Techniques et médiums

Atelier de Claire Nydegger, Institut Suisse de Rome, 1986.

Le nombre de techniques utilisées par Claire Nydegger prouve, si besoin est, la grande importance qu’elle porte au savoir-faire ainsi qu’à l’expérimentation : « c’est un peu comme si j’avais besoin de traiter un sujet avec plusieurs médiums pour en faire le tour ». La découverte de nouveaux médiums l’aide à ne pas s’épuiser ou se répéter, de manière à approfondir son sujet et à en montrer toutes les facettes. Il arrive aussi parfois qu’un mode d’expression lui permette de surmonter un blocage rencontré dans une autre.

Les techniques mises en jeu reposent naturellement sur une pratique intense du dessin. Ce sont la gravure sur bois, l’eau-forte et l’aquatinte, ces deux dernières étant souvent utilisées ensembles, la manière noire, l’aquarelle, la peinture à l’huile et, bien sûr, le lavis à l’encre, technique adoptée pour le carnet inspiré par la Divine Comédiede Dante. Claire manie avec aisance la gouge, qu’elle utilise pour attaquer avec franchise ses gravures sur bois. De même, elle connaît bien les différents procédés de gravure sur cuivre : pour ses eaux-fortes, elle recouvre ses plaques de vernis, avant de dessiner dessus à l’aide d’une pointe de façon à mettre la plaque à nu. Cette dernière est ensuite plongée dans l’acide qui ronge les parties découvertes afin qu’elles apparaissent noires à l’impression. De même, pour l’aquatinte, l’artiste saupoudre de colophane la plaque avant de la chauffer – pour fixer les grains de colophane – et de la tremper dans l’acide. Ce dernier ronge la plaque autour des grains, permettant des morçures plus ou moins foncés selon le temps d’immersion ; cette technique, associée à l’eau-forte, donne un résultat proche du lavis, la plume étant imitée par l’eau-forte et le lavis par l’aquatinte. Claire Nydegger connaît également bien la manière noire où toute la plaque est travaillée au « berceau » de manière à permettre au cuivre de retenir l’encre, avant d’être aplanie en certains endroits par les différents grattoirs et brunissoirs ; une fois imprimées, ces parties donnent des nuances allant du blanc au gris foncé, tandis que tout le reste de la plaque est d’un noir profond.

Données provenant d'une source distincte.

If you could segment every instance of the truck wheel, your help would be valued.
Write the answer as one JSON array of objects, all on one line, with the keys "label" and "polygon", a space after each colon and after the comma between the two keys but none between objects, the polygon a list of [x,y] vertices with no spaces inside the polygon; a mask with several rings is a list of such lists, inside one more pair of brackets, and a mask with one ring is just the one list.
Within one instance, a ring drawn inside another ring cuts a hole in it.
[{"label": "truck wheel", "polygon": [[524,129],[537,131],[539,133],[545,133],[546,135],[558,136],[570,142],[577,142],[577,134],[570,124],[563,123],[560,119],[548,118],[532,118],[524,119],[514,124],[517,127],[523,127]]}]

Dès les années nonante, Claire approfondit ses recherches sur la gravure en couleur, s’inspirant autant des estampes japonaises que des bois expressionnistes d’un Nolde, Munch ou Kirchner. Lorsqu’elle voit travailler le typographe de Voyelles avec des couleurs beaucoup plus transparentes, elle s’y essaie et développe rapidement un style très personnel avec des couleurs peu saturées. Ses bois sont gravés très finement, ce qui permet une application très délicate de la couleur. L’expérimentation de la couleur se poursuit avec la technique de la manière noire, médium du noir-blanc par excellence, que Claire adopte pour le livre Écoutez!, se rapprochant par là des pionniers de la taille-douce en couleurs de la première moitié du XVIIIe siècle (Leblond ou Ladmiral, par exemple). Pour illustrer les nuits étoilées d’Écoutez!, l’artiste saint-preyarde travaille sur deux planches – l’une destinée aux gris anthracite et l’autre au bleu cobalt – dont les impressions superposées sur une même épreuve permettent d’obtenir les nuances les plus subtiles entre les deux couleurs.

Concernant la peinture à l’huile, Claire s’intéresse aux techniques anciennes, avec ses huiles, ses copals et autre térébenthine de Venise , travaillant les surfaces en plusieurs couches successives, toujours gras sur maigre, avec de moins en moins de térébenthine et de plus en plus d’huile.

Si les résultats obtenus par ces procédés plutôt complexes sont exceptionnels grâce au travail ainsi qu’aux capacités techniques de l’artiste, Claire réussit tout aussi bien à tirer parti du hasard des gouttes d’eau en diluant l’encre de ses lavis ou la peintures de ses aquarelles, les œuvres qui en découlent gagnant en spontanéité. Une spontanéité mêlée à l’aisance technique du trait juste, sans reprise ni concession.